Re: [css] the 'flow' and flex units

2011-02-26 21:38 EEST: Andrew Fedoniouk:
> I've updated my proposal for flex units and the 'flow' in CSS:
> http://www.terrainformatica.com/w3/flex-layout/flex-layout.htm

I'd prefer "fl" as the unit (instead of "*") and "flex" or "rflex" for
the "Relative flexes" function (instead of "fx").

About "3.1.1. Margin collapsing in flow:vertical containers":
How does one compute the margins if relative flexes are used in one or
more element?


> Just two additions:
> 
> 1) "template" flow can use ordinals of child elements now. So if you
> have this markup:

I think templates are a nice feature but I'd prefer keeping the flex
units and flow attribute as simple as possible. Therefore, I'd suggest
dropping the "template" feature from the first version to keep it easier
to implement. In addition, putting the template in "flow" property
instead of "display" property as in http://www.w3.org/TR/css3-layout/
will make this specification problematic to integrate with CSS3 layout
in the future.


> 2) The Flex Algorithm.
> 
> The document contains link to the implementation of algorithm
> used for computation of sets of flexible and non-flexible values.
> It is in C++ but code is straightforward - core of the calc() function
> is about 50 lines of code. The implementation is using only integer
> arithmetic so pretty stable and can be used effectively on low-end
> devices.
> 
> In fact this algorithm is used in many places in HTML/CSS even without
> flex units per se, for example:
> 1) computation of 'auto' widths and margins in blocks,
> 2) tables - computation of column/rows distributions,
> 3) frameset layouts, etc.
> 
> At the moment the algorithm is BSD-licensed - please let me know if
> this not permissive enough. I am not that good in "legaleze".

You're using the older 4-clause BSD license variant that has the
advertisement clause.
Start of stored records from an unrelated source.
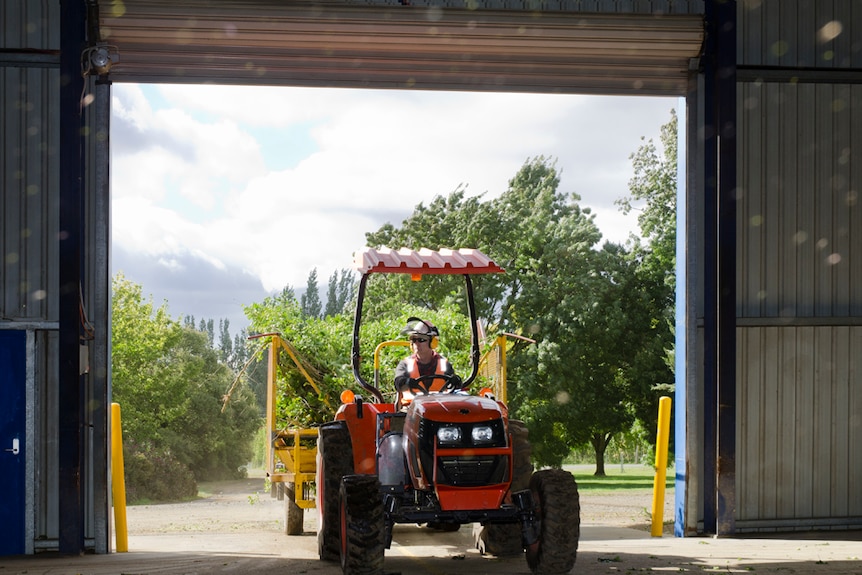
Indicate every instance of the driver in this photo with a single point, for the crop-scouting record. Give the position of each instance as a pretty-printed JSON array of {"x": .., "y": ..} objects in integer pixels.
[{"x": 424, "y": 361}]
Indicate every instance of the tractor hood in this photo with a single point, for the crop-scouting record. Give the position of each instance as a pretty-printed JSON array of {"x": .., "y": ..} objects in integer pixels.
[{"x": 454, "y": 407}]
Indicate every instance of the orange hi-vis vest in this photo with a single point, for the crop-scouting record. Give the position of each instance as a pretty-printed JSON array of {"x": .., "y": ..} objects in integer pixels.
[{"x": 413, "y": 369}]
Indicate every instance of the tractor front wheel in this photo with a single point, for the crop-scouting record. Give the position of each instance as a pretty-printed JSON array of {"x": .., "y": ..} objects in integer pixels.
[
  {"x": 334, "y": 461},
  {"x": 555, "y": 495},
  {"x": 505, "y": 538},
  {"x": 362, "y": 526}
]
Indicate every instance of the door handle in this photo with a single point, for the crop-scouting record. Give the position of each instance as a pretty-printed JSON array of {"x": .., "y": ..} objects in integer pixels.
[{"x": 16, "y": 447}]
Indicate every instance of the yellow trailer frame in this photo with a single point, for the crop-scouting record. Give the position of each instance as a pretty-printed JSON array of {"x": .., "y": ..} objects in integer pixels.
[{"x": 291, "y": 453}]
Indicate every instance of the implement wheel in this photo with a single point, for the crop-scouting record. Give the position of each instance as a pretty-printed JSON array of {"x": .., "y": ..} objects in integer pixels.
[
  {"x": 293, "y": 513},
  {"x": 555, "y": 495},
  {"x": 334, "y": 461},
  {"x": 362, "y": 526}
]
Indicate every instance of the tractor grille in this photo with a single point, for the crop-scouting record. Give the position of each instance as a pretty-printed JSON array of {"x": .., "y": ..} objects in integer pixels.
[{"x": 472, "y": 471}]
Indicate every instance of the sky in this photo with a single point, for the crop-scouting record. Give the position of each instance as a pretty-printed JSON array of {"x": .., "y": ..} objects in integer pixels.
[{"x": 223, "y": 195}]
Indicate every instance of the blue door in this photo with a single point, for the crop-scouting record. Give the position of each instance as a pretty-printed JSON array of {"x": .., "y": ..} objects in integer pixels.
[{"x": 13, "y": 363}]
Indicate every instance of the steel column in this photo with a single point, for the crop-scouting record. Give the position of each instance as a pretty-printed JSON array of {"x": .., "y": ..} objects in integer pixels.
[
  {"x": 725, "y": 86},
  {"x": 71, "y": 420}
]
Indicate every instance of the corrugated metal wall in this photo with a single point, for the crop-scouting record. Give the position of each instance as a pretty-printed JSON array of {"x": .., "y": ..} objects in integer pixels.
[
  {"x": 29, "y": 276},
  {"x": 799, "y": 283}
]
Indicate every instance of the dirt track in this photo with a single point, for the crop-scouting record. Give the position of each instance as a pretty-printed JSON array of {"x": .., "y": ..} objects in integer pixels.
[{"x": 237, "y": 528}]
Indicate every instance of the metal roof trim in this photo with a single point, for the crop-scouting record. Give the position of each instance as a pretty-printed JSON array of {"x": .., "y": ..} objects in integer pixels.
[{"x": 424, "y": 261}]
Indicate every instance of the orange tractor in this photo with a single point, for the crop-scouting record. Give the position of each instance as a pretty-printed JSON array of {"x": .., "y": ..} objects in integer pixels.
[{"x": 446, "y": 459}]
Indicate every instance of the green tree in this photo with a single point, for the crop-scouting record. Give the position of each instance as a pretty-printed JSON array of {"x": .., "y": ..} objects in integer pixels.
[
  {"x": 142, "y": 336},
  {"x": 225, "y": 348},
  {"x": 339, "y": 293},
  {"x": 587, "y": 308},
  {"x": 178, "y": 405},
  {"x": 310, "y": 300}
]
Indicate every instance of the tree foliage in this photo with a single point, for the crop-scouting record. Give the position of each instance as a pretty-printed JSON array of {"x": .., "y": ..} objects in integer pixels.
[
  {"x": 323, "y": 346},
  {"x": 596, "y": 315},
  {"x": 171, "y": 385},
  {"x": 599, "y": 315}
]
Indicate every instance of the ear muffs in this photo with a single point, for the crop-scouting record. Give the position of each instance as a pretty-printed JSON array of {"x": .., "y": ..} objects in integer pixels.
[{"x": 432, "y": 331}]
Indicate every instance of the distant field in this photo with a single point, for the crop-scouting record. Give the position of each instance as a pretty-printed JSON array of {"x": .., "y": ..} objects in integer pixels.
[{"x": 633, "y": 477}]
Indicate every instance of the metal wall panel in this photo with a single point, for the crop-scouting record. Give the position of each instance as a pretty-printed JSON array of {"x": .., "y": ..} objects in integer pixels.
[
  {"x": 800, "y": 414},
  {"x": 800, "y": 33},
  {"x": 29, "y": 300},
  {"x": 29, "y": 122},
  {"x": 800, "y": 177}
]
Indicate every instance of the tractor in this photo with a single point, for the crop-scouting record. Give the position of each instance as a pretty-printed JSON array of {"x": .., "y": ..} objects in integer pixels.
[{"x": 446, "y": 459}]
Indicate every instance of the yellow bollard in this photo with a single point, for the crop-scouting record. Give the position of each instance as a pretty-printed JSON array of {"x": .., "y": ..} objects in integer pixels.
[
  {"x": 118, "y": 480},
  {"x": 660, "y": 466}
]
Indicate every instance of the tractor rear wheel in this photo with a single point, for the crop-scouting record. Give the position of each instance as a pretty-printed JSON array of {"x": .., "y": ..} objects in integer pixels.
[
  {"x": 293, "y": 513},
  {"x": 505, "y": 538},
  {"x": 555, "y": 495},
  {"x": 362, "y": 526},
  {"x": 334, "y": 461}
]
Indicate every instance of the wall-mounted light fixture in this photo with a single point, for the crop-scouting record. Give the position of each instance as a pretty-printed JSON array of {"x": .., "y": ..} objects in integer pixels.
[{"x": 98, "y": 59}]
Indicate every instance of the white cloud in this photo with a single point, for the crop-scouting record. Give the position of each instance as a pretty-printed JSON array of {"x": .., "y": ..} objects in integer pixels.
[{"x": 190, "y": 181}]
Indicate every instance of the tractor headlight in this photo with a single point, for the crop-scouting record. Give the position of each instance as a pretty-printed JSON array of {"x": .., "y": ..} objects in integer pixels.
[
  {"x": 482, "y": 434},
  {"x": 449, "y": 435}
]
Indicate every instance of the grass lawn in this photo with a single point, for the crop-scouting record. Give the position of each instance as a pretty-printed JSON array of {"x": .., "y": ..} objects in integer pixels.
[{"x": 631, "y": 478}]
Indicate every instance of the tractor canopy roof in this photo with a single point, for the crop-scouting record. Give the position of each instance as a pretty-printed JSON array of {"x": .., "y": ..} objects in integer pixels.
[{"x": 423, "y": 261}]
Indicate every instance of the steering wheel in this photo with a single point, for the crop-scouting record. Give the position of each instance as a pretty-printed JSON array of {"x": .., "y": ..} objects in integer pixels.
[{"x": 421, "y": 384}]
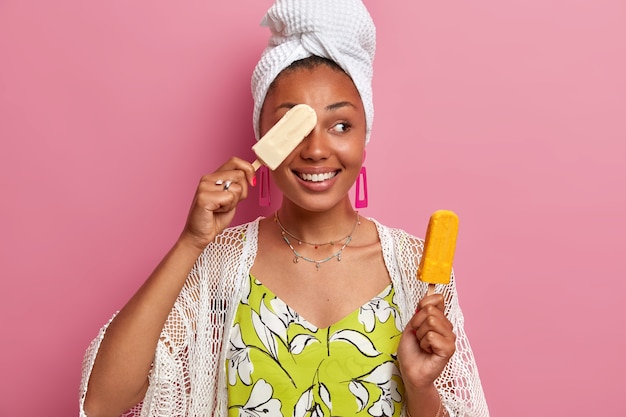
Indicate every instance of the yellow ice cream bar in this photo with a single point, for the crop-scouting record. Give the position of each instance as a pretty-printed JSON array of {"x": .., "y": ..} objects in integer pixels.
[
  {"x": 284, "y": 136},
  {"x": 436, "y": 264}
]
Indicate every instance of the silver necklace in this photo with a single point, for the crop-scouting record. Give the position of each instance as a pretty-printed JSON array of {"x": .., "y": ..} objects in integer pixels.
[{"x": 318, "y": 263}]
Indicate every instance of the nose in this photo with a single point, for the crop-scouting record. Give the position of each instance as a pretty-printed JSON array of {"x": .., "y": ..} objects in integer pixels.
[{"x": 316, "y": 145}]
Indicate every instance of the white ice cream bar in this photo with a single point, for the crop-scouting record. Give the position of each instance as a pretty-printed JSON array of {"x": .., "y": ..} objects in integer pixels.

In particular, this part:

	"All advertising materials mentioning features or use
	of this software must display the following
	acknowledgement: This product includes software
	developed by the Terra Informatica Software, Inc".

I believe that this will cause problems for open source implementors
such as Mozilla/Gecko (this causes a conflict with GPL license and as a
result the same code cannot be used as a part of GPL licensed software).

I'd suggest MIT license instead (it's practically the same with the
advertisement clause removed).

About the algorithm:

It seems that the algorithm speaks about width everywhere. Is this
algorithm suitable computing height also? Does it implement all flow
variants? (The required flow variants are "vertical", "horizontal",
"horizontal-flow" and "vertical-flow".) How the caller is expected to
switch to another flow variant?

The struct "engine" should have some comments to explain the usage of
members (e.g. ptotal, vtotalmin, autos). It's hard to guess the real
intent of these members without documentation.